Un talent pas si différent.

un talent pas si différent

Ça c’est le nom d’un festival qui a eu lieu dans ma ville. Puis pour cet événement, les organisateurs ont décidé d’offrir une vitrine à la différence.

Moi j’appelle ça :

Se donner le droit de faire des particularités une chose positive.

Si tu es différent, les avantages tu es mieux de les chercher comme il faut pour les trouver. J’en nomme souvent, je mets l’accent dessus et je les répète comme un mantra pour demeurer bien focalisée sur le positif et sur mes forces. Mais à moins d’être un peu cinglé, tu ne te présentes chez le médecin en disant Hey Mister Dr ! C’est quoi mon problème à moi ? Je suis intègre, perfectionniste puis j’aime beaucoup trop la symétrie… Ah oui, j’oubliais ! Je pense en images…

Non, pas vraiment. Le diagnostic d’autisme tu le reçois parce que tu fonctionnes différemment et ce fonctionnement là, il fait de ta vie parmi les neurotypiques (non autistes), un défi permanent. C’est comme le poisson qui nage dans la bouette ou l’oiseau dans un orage. Ce n’est pas que c’est mal d’être comme tu es, mais disons que tes paramètres ne sont pas complètement en phase avec le monde qui t’entoure.

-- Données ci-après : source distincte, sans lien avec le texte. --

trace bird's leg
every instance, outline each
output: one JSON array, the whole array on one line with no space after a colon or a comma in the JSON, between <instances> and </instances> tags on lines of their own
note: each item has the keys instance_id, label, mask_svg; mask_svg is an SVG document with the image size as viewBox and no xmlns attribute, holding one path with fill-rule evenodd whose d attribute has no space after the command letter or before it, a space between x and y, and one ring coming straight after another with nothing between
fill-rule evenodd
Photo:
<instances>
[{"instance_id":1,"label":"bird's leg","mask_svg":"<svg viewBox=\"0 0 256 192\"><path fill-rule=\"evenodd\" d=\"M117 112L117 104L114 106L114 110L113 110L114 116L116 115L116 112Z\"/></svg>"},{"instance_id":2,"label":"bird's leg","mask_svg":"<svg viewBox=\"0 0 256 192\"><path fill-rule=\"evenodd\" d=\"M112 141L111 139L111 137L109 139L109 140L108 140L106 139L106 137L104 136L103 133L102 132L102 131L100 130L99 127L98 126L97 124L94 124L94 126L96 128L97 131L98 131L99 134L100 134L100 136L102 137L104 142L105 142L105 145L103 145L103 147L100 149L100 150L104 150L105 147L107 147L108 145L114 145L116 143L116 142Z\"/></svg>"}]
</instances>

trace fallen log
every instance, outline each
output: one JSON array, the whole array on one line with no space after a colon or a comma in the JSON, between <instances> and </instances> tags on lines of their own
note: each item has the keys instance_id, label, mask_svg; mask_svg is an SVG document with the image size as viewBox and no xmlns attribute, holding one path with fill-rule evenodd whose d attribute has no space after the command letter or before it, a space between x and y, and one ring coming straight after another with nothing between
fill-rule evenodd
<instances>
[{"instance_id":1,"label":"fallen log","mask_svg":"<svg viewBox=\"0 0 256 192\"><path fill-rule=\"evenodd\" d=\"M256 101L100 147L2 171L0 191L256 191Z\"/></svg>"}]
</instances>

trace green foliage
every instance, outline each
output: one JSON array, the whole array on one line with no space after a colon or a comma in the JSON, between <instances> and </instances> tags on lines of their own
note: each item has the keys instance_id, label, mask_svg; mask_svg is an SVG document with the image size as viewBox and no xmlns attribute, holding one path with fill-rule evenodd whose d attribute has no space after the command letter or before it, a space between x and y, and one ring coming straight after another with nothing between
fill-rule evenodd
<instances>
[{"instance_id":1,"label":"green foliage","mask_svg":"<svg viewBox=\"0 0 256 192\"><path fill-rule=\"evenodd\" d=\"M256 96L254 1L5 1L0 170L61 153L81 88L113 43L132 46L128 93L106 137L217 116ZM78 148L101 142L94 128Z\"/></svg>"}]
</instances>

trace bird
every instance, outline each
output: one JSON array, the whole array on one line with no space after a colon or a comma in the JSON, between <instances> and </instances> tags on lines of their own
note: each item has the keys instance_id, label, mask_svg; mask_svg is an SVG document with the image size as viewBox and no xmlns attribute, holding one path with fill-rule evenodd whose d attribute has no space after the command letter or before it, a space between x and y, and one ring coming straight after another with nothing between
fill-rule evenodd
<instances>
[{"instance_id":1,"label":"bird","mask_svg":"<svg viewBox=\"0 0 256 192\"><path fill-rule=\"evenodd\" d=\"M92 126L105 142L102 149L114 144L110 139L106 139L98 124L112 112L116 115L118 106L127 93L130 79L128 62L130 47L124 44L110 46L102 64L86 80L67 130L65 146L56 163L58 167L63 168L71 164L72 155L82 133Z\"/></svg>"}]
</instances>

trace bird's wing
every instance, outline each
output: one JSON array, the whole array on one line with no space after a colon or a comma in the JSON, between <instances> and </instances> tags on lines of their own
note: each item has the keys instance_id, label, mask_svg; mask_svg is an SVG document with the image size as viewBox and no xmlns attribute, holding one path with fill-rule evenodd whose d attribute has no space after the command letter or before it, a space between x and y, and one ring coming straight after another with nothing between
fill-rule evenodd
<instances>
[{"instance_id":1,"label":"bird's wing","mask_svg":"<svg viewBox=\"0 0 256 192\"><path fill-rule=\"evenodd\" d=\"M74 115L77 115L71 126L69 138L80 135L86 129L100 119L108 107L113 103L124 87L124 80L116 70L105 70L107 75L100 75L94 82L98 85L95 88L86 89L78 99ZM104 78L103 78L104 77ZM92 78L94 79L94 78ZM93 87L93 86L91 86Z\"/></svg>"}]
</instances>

Donc ta différence, surtout si tu vis de l’intimidation, du rejet puis des échecs par sa faute, tu arrives à un point ou tu la détestes, puis comme elle fait partie de toi, tu passes aussi au collimateur de ton jugement. J’ai pensé comme ça longtemps…

Tout ça pour dire que lorsque quelques personnes mettent leur temps et leur énergie à bâtir un tel projet qui a tout le potentiel de valoriser l’art à travers la différence, quelle soit physique, intellectuelle ou neurologique (neurologique, c’est ma particularité à moi), ça mérite un beau gros merci. Merci !

Ça change quoi d’être une artiste autiste ?

Vive les intérêts spécifiques en autisme !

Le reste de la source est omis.